Runar Hove

Personal information
- Full name: Runar Ullaland Hove
- Date of birth: 8 August 1995 (age 30)
- Place of birth: Florø, Norway
- Height: 1.95 m (6 ft 5 in)
- Position: Centre-back

Youth career
- 0000–2011: Florø

Senior career*
- Years: Team / Apps / (Gls)
- 2011–2018: Florø / 139 / (33)
- 2019–2021: Viking / 37 / (2)
- 2021–2022: Brann / 6 / (0)

International career
- 2011: Norway U16 / 6 / (1)
- 2012: Norway U17 / 2 / (0)

= Runar Hove =

Norwegian footballer (born 1995)

Runar Ullaland Hove (born 8 August 1995) is a Norwegian former footballer who played as a centre-back.

==Career==
Hove was born in the town of Florø and started his senior career with Florø SK in 2011. He stayed with the club for eight seasons. On 20 December 2018, he signed a three-year contract with Eliteserien club Viking. Despite being sidelined for two months with a knee injury, Hove played regularly throughout the 2019 season, amassing 24 appearances in total. He was also a starter in the victorious cup final against Haugesund the same year. In the third round of the 2020 Eliteserien, he suffered a hamstring injury that would keep him sidelined for the rest of the season. On 26 August 2021, he signed a one-and-a-half-year contract with fellow Eliteserien club Brann. Brann were relegated after a play-off match where Hove was sent off and the match was decided on penalties.

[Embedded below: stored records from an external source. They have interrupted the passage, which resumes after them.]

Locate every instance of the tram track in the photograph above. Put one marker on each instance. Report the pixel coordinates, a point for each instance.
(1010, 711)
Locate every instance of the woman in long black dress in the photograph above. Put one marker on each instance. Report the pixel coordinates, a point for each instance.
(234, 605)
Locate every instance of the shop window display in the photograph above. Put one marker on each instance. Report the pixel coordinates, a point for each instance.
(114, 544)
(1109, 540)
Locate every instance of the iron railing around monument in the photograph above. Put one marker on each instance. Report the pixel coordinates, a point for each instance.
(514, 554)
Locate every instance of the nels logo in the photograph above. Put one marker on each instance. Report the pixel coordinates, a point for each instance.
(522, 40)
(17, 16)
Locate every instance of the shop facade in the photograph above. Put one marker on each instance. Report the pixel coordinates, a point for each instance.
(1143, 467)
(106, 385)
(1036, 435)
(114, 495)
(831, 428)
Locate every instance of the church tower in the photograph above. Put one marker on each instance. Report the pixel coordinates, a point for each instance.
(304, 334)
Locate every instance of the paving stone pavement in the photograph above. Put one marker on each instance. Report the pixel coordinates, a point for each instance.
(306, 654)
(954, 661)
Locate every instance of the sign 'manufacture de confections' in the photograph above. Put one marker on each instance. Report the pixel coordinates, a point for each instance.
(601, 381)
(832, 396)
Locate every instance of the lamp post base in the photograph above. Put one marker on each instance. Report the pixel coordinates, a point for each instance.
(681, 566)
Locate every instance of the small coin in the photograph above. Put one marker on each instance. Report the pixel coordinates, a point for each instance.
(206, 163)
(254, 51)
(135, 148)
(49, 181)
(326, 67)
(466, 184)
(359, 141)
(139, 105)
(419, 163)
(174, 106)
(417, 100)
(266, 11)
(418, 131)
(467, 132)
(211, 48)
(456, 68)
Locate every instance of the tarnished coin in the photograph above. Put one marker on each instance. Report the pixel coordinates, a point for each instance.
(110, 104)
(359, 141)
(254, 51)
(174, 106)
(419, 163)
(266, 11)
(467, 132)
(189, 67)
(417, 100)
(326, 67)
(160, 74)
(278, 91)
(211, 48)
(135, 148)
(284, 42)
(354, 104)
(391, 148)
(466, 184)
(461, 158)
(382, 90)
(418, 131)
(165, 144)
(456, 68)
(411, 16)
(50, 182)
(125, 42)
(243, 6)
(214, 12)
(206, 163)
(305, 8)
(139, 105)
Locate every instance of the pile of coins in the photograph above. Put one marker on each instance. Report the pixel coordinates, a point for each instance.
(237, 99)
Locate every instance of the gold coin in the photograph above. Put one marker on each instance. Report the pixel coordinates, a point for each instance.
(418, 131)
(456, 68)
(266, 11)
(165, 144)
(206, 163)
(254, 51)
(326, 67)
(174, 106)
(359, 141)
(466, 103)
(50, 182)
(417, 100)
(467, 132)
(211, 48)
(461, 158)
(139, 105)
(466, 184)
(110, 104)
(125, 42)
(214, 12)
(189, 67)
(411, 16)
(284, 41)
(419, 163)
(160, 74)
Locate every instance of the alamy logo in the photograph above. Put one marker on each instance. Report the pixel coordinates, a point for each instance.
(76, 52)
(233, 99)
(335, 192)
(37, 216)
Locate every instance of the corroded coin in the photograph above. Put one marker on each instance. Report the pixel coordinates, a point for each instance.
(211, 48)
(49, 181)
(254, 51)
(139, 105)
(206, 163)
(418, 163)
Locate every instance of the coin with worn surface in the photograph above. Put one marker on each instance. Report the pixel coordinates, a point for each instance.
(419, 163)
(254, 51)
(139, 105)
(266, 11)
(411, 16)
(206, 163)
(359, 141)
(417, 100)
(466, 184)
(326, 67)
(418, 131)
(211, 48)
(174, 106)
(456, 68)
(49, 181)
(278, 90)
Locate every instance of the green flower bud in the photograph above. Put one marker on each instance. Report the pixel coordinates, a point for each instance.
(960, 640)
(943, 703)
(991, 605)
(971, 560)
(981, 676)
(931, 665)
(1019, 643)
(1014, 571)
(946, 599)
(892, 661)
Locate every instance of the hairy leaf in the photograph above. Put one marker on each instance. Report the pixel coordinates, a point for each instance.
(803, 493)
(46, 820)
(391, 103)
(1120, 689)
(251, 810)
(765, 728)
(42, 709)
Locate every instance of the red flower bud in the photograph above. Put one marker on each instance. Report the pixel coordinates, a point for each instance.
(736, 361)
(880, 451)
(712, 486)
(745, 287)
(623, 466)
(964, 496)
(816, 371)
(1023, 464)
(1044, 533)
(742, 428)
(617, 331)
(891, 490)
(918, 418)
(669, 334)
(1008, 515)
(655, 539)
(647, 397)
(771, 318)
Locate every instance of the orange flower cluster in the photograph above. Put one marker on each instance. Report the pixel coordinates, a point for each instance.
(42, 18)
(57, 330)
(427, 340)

He retired after the 2022 season at the age of 27.

==Career statistics==

Appearances and goals by club, season and competition
Club: Season; League; Cup; Continental; Other; Total
Division: Apps; Goals; Apps; Goals; Apps; Goals; Apps; Goals; Apps; Goals
Florø: 2011; 3. divisjon; 2; 0; 0; 0; —; —; 2; 0
2012: 10; 1; 2; 0; —; —; 12; 1
2013: 24; 7; 3; 0; —; —; 27; 7
2014: 2. divisjon; 25; 7; 3; 1; —; —; 28; 8
2015: 12; 2; 1; 0; —; —; 13; 2
2016: 26; 8; 1; 0; —; —; 27; 8
2017: 1. divisjon; 25; 6; 4; 0; —; —; 29; 6
2018: 15; 2; 0; 0; —; —; 15; 2
Total: 139; 33; 14; 1; —; —; 153; 34
Viking: 2019; Eliteserien; 20; 2; 4; 0; —; —; 24; 2
2020: 3; 0; —; 0; 0; —; 3; 0
2021: 14; 0; 0; 0; —; —; 14; 0
Total: 37; 2; 4; 0; 0; 0; —; 41; 2
Brann: 2021; Eliteserien; 6; 0; 0; 0; —; 1; 0; 7; 0
2022: 1. divisjon; 0; 0; 1; 0; —; —; 1; 0
Total: 6; 0; 1; 0; —; 1; 0; 8; 0
Career total: 182; 35; 19; 1; 0; 0; 1; 0; 202; 36

==Personal life==
He is a twin brother of fellow Florø player Erlend Hove.